Appellant verkeerde in de jaren 2003 en 2004 in de onmogelijkheid om voor de door hem geteelde maïs akkerbouwsteun te verkrijgen. Een landbouwer echter, die kort vóór 15 mei in 2004 dezelfde grond zou hebben aangekocht zou als effectjaar 2005 hebben gehad. In dat jaar zou hem akkerbouwsubsidie zijn toegekend. De landbouwer zou de grond dus wel voor toeslagrechten uit de nationale reserve in aanmerking hebben kunnen brengen.

Artikel 17 van de Regeling stelt met de eis dat de investering in het effectjaar (en eventueel op verzoek in het jaar daarna) extra subsidie moet hebben opgeleverd een van de Europese regels afwijkende eis, die ertoe leidt dat niet alle landbouwers die vóór 15 mei 2004 grond hebben aangekocht op gelijke wijze worden behandeld bij de toewijzing van toeslagrechten uit de nationale reserve.

De afwijzing is daarom in strijd met het bepaalde in artikel 42 van Verordening (EG) nr. 1782/2003 en artikel 21 van de Verordening (EG) nr. 795/2004. Door in het geval van appellant 2005 niet als effectjaar te erkennen, wordt een ongelijke behandeling van landbouwers tot stand gebracht. Aldus treden markt- en concurrentieverstoringen op.

5. De beoordeling van het geschil

5.1 Appellant stelt dat de artikelen 16 en 17 van de Regeling, die ertoe leiden dat de akkerbouwsteun, die hij over het jaar 2005 ontvangen heeft voor de maïs die op de door hem op 22 november 2002 aangekochte grond verbouwd is, geen grondslag kunnen vormen voor toewijzing van toeslagrechten uit de nationale reserve, in strijd met artikel 42, vierde lid, van Verordening (EG) nr. 1782/2003 zijn vastgesteld. Daartoe voert hij aan dat zich situaties laten denken, waarin over het jaar 2005 voor een dergelijk perceel ontvangen akkerbouwsteun wel grondslag voor toewijzing van toeslagrechten uit de nationale reserve zouden vormen. Aldus wordt, naar appellants mening, een inbreuk gemaakt op de gelijke behandeling van landbouwers en komen markt- en concurrentieverstoringen tot stand.

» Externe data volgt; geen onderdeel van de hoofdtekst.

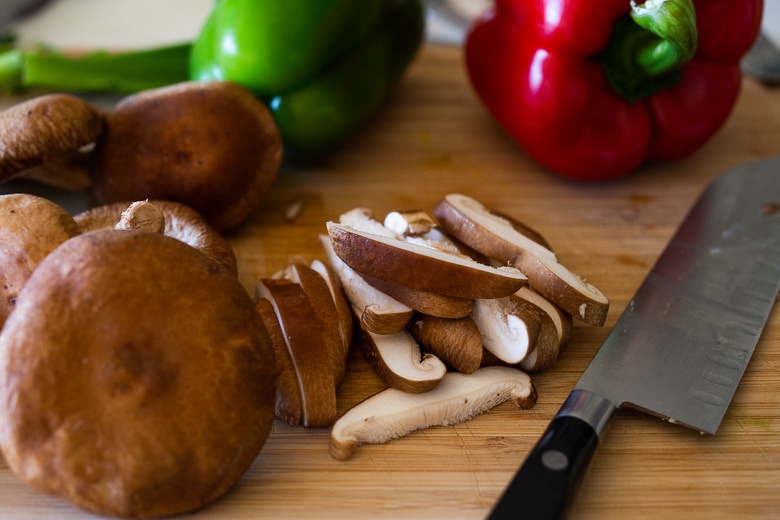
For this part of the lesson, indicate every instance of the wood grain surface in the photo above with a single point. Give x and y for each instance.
(431, 138)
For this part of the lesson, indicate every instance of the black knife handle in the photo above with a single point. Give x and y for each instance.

5.2 Het College kan appellant daarin niet volgen. Ter onderbouwing daarvan volstaat het College met het volgende.

5.2.1 In artikel 17, eerste lid, onder a) van de Regeling wordt uitdrukkelijk bepaald dat het moet gaan om rechtstreekse betalingen, ontvangen op grond van de in bijlage VI bij Verordening (EG) nr. 1782/2003 genoemde steunregelingen. Voor akkerbouwsteun worden in die bijlage de artikelen 2, 4 en 5 van Verordening (EG) nr. 1251/1999 aangewezen.

5.2.2 De over het jaar 2005 toegekende akkerbouwsteun is echter gebaseerd op Verordening (EG) nr. 1782/2003 zelf en niet op Verordening (EG) nr. 1251/1999. Laatstgenoemde verordening is immers ingevolge het bepaalde in artikel 153, derde lid, van Verordening (EG) nr. 1782/2003 met ingang van 28 oktober 2003 ingetrokken, met dien verstande dat zij van toepassing blijft voor het op 31 juni 2005 eindigende verkoopseizoen 2004/2005.

Dit leidt tot de conclusie dat ook in de door appellant geconstrueerde gevallen geen recht zou bestaan op toewijzing van toeslagrechten uit de nationale reserve. Enige reden om op die grond aan de verbindendheid van de betrokken bepalingen te twijfelen is er dus niet.

5.3 Gesteld noch gebleken is voorts dat verweerder in strijd met het vorenoverwogene in andere gevallen dan dat van appellant betalingen van akkerbouwsteun over het jaar 2005 wel ten grondslag zou hebben gelegd aan de toewijzing van toeslagrechten uit de nationale reserve. Conclusie moet dan ook zijn dat het bestaan van ongelijke behandeling van gelijke gevallen hier ook anderszins niet is aangetoond.

5.4 Appellant heeft ten slotte nog gesteld dat het bestreden besluit onzorgvuldig tot stand is gekomen en in strijd is met het evenredigheidsbeginsel. Nu deze stellingen niet nader zijn uitgewerkt of onderbouwd, kan het College de juistheid daarvan niet inzien.

5.5 Het beroep is dan ook ongegrond .

5.6 Voor een veroordeling in de proceskosten ziet het College geen aanleiding.

6. De beslissing

Het College verklaart het beroep ongegrond.

Aldus gewezen door mr. W.E. Doolaard, in tegenwoordigheid van mr. F.W. du Marchie Sarvaas als griffier, en uitgesproken in het openbaar op 2 april 2008.